Giving amazing service is about listening to your customers, paying attention to how they behave and what they want, then enacting that as well as communicating it to them. My wife went into our local big box bookstore this week to complete an exchange. She didn’t have a receipt, just the unread book given to her as a gift. It costs the bookstore absolutely nothing for this transaction. Zero. Nevertheless, she needed to fill out forms and answer questions. Why? So that the store felt comfortable that they weren’t being ripped off. The unintended consequence is that store is actually saying they naturally distrust their customers. This is a bad process, clearly showing how tied service is to operations.

If you are in the business of dealing with people, how you interact with them and move them through their experiences with you needs to be viewed as service.
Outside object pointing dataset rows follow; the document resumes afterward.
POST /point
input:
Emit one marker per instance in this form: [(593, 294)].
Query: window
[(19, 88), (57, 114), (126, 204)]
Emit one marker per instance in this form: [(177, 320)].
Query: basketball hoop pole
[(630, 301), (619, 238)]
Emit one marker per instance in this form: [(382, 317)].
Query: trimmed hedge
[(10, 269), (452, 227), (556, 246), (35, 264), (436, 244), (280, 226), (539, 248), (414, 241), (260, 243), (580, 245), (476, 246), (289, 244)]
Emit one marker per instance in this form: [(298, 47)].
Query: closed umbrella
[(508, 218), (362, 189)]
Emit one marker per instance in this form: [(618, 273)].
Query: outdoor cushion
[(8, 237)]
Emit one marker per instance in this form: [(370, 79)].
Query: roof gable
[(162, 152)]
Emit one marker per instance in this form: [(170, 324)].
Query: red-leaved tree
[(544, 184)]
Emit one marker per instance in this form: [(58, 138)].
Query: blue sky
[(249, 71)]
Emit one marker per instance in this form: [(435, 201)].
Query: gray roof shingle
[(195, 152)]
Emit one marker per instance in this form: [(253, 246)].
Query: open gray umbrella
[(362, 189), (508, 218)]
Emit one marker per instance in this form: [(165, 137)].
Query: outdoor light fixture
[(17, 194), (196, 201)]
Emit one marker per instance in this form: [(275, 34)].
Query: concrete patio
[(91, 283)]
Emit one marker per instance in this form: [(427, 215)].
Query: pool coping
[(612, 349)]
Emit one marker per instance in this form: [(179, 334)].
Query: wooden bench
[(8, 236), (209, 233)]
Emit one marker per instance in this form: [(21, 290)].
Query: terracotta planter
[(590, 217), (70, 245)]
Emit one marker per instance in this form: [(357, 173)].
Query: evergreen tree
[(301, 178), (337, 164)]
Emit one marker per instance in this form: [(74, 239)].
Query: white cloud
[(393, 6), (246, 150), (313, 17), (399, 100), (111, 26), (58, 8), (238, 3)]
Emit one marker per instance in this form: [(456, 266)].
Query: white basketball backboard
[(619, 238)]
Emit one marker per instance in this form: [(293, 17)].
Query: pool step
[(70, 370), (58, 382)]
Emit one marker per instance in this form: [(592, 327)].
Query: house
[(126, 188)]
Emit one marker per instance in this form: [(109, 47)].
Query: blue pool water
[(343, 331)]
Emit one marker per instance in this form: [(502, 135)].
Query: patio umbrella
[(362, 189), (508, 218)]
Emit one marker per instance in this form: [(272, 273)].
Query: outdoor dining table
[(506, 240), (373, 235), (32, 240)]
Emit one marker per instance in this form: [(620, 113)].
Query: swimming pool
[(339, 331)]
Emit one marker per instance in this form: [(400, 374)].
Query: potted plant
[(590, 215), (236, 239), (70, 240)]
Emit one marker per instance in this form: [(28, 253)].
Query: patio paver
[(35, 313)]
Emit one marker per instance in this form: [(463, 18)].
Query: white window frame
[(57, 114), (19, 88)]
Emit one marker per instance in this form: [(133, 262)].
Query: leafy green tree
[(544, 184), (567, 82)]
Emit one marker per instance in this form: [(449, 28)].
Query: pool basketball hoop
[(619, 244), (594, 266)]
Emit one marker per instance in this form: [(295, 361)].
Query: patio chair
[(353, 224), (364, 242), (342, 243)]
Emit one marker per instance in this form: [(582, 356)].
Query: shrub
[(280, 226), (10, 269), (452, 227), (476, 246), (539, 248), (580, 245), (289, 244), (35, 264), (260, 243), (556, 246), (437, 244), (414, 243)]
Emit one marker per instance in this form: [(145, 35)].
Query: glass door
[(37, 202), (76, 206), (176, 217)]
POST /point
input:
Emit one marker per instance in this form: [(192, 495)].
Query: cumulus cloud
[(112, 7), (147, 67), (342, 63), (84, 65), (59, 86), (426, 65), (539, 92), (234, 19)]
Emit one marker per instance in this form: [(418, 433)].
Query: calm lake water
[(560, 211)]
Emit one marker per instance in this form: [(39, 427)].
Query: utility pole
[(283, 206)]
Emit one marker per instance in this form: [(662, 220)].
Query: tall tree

This became crystal clear tonight when I took the kids to McDonald's.

Anyone who has been to a newly renovated McDonald's can appreciate the time invested in designing a restaurant that is attractive for both senior and junior clientele. New colours, patterns, and textures scream out, “This is not the fast food restaurant of the 1980’s.” For this they should be congratulated.

But which architectural genius forgot to include a proper queue system? You see, at these new McDonald's, people randomly gather en masse in front of the order counter without any indication of how to line up. Is it one line per cashier? One common line up? Really, it is just a mass of people constructing their own ‘line’ waiting for the next cashier to yell out, ‘I can help the next person in line!”

This is not nuclear physics. We are not splitting atoms.

Yet without an established structure that serves customers through the wait, the order, and the pickup, McDonald's has created disservice. That’s right. Customers stand around confused, bumping into each other, not knowing when to advance or how to pick up their food. The basic food service delivery system fails to acknowledge how customers behave and what they need. At a quick service restaurant, no one wants to feel stupid or awkward. Do the basic operations of your business help customers connect with you or create disharmony?

Service isn’t about the free-bees. It is about listening, paying attention, and doing things that help the customer. Period. If your operations are poorly organized or poorly executed, your service suffers and the relationship you have with your customers break down.